Reltio Connect

 View Only
  • 1.  Data Load for millions of records

    Posted 08-23-2023 11:15

    Hi Team,

    I am trying to do a initial bulk load with  a million records in Reltio using RIH. In the recipe, i have defined the batch size as 2000 and set the concurrency to 4. Still for processing a  hundred thousand records, the recipe is stuck, or even if its complete, takes close to 1hour . Is there anything I am missing out?



    ------------------------------
    Sharmistha Roy
    EY GDS
    BENGALURU
    ------------------------------


  • 2.  RE: Data Load for millions of records

    Reltio Employee
    Posted 08-24-2023 09:35

    Hi Sharmistha

    A 2,000 record batch size is really big.  Have you considered trying with a smaller batch size?  I usually experiment in the region of 100-500 records per batch to find an optimal size / processing speed fit.  Have you tried some other sizes to see the difference?
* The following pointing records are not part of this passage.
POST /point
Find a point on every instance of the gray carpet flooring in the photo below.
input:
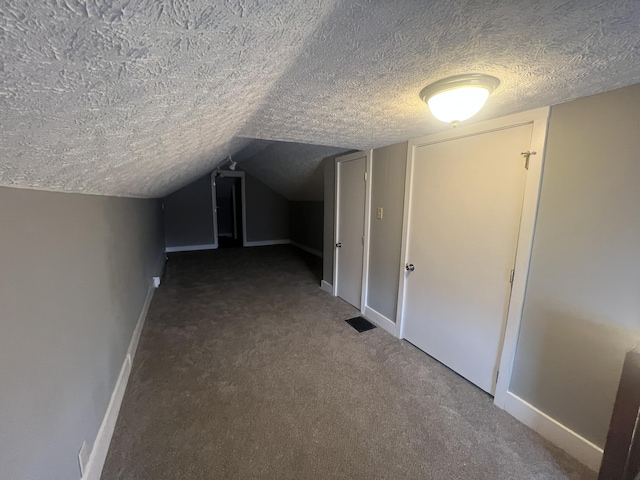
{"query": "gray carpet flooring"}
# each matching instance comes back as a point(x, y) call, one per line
point(246, 369)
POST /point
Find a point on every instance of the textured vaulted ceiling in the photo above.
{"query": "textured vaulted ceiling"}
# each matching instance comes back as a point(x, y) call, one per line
point(138, 98)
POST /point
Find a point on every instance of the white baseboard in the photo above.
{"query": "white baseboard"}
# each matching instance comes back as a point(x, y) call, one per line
point(558, 434)
point(162, 261)
point(101, 445)
point(327, 287)
point(191, 248)
point(264, 243)
point(310, 250)
point(380, 320)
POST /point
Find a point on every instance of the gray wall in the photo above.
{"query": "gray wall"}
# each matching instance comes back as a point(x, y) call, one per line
point(267, 212)
point(582, 308)
point(328, 249)
point(188, 215)
point(306, 224)
point(75, 273)
point(387, 191)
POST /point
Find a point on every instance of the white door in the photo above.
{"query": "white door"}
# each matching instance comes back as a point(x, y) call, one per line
point(350, 221)
point(464, 216)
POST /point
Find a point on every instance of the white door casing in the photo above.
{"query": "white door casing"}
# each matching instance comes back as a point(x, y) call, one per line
point(240, 175)
point(459, 273)
point(351, 229)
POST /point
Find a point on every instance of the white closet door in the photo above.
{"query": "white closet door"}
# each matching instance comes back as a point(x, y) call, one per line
point(350, 206)
point(465, 208)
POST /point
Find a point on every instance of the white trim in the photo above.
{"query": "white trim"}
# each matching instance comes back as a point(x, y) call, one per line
point(240, 175)
point(380, 320)
point(539, 119)
point(264, 243)
point(523, 253)
point(327, 287)
point(367, 154)
point(367, 229)
point(558, 434)
point(103, 439)
point(191, 248)
point(160, 269)
point(310, 250)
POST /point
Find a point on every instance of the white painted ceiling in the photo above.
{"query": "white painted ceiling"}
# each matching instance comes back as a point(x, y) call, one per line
point(140, 97)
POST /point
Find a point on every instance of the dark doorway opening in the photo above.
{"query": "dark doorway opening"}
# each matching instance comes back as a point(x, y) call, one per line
point(229, 211)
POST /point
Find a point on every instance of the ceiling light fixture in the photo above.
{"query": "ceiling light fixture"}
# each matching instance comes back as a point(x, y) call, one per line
point(458, 98)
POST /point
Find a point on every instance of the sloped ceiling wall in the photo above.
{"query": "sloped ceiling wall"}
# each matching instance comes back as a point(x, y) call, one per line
point(138, 98)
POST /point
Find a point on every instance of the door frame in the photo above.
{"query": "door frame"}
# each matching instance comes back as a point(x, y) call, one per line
point(367, 154)
point(229, 173)
point(539, 119)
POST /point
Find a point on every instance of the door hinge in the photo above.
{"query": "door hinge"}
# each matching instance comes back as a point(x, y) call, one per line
point(526, 156)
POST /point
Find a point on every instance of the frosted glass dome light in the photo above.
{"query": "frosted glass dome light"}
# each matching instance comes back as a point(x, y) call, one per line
point(458, 98)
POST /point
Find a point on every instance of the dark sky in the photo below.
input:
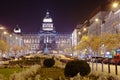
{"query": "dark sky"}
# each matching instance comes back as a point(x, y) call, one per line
point(28, 14)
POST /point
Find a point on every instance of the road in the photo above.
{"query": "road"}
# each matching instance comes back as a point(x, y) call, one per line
point(98, 68)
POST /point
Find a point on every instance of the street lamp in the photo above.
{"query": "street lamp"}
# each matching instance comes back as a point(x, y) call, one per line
point(115, 4)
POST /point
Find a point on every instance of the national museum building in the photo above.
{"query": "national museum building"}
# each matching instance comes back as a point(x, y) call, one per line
point(47, 40)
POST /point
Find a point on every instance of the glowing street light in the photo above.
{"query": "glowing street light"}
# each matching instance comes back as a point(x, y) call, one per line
point(4, 32)
point(115, 4)
point(79, 33)
point(84, 29)
point(96, 20)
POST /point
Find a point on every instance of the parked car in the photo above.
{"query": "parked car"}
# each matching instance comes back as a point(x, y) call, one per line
point(107, 60)
point(97, 59)
point(115, 59)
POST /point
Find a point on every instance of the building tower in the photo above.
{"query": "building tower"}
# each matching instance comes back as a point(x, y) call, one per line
point(47, 34)
point(47, 24)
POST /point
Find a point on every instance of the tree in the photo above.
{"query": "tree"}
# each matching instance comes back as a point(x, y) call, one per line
point(111, 41)
point(3, 46)
point(16, 48)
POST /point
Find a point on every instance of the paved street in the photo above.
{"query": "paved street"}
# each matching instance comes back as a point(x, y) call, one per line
point(105, 67)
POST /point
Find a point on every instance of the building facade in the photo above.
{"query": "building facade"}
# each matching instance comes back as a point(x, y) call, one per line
point(47, 40)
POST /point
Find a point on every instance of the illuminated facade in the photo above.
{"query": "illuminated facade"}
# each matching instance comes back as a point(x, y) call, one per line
point(47, 40)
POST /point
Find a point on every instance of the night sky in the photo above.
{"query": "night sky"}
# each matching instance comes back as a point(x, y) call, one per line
point(28, 14)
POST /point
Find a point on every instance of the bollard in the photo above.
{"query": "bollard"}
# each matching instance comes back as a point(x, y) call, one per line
point(116, 70)
point(102, 67)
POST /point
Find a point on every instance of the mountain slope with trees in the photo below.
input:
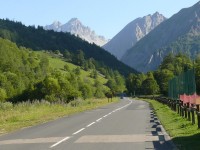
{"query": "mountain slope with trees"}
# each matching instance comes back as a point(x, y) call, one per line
point(29, 75)
point(40, 39)
point(132, 33)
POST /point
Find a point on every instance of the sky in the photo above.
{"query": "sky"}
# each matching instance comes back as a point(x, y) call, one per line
point(105, 17)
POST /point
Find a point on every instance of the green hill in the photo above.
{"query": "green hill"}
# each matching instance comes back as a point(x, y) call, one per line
point(29, 75)
point(40, 39)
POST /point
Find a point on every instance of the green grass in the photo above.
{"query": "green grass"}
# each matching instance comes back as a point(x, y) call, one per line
point(29, 114)
point(58, 63)
point(185, 135)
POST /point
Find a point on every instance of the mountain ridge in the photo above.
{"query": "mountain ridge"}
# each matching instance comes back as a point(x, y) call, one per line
point(174, 35)
point(74, 26)
point(40, 39)
point(132, 33)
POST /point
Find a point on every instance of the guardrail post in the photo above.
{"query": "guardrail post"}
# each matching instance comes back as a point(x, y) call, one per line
point(188, 109)
point(192, 112)
point(198, 116)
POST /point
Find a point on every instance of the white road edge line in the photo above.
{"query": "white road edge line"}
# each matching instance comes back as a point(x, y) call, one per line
point(60, 142)
point(90, 124)
point(78, 131)
point(105, 116)
point(99, 119)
    ------------------------------
    Guy Vorster
    Principal Solution Consultant
    ------------------------------



  • 3.  RE: Data Load for millions of records

    Posted 08-24-2023 09:42

    But to load millions of records, is 500 batch size a correct approach?

    And also if there are any errors coming in the process, I am not able to see it under the failed records but it is coming under the total records with successful status as false, how  can i export out the errored records?

    Regards,

    Sharmistha



    ------------------------------
    Sharmistha Roy
    EY GDS
    BENGALURU
    ------------------------------



  • 4.  RE: Data Load for millions of records

    Reltio Employee
    Posted 08-24-2023 09:52

    There will be a sweet spot with regard to batch sizes and it depends on how wide your records are and whether you have any LCA's in place.   I have personally found that you need to try a few different sizes to figure out the optimal one based on your setup.  If you want to specifically do something with the error records then you need another step after the Reltio POST operation to inspect the returned batch and check for error records.   To keep tasks down, you may be better off thinking about passing that returned batch to a ruby or javascript function to only return those records that have an error status.  I would be interested to know if anyone has created such a function to trim down the output to only look for errors.  I will ask around internally to find out.



    ------------------------------
    Guy Vorster
    Principal Solution Consultant
    ------------------------------



  • 5.  RE: Data Load for millions of records

    Posted 08-24-2023 10:02

    Thanks a bunch, will try the suggestions and would definitely look forward for a function to get only the errored out records.



    ------------------------------
    Sharmistha Roy
    EY GDS
    BENGALURU
    ------------------------------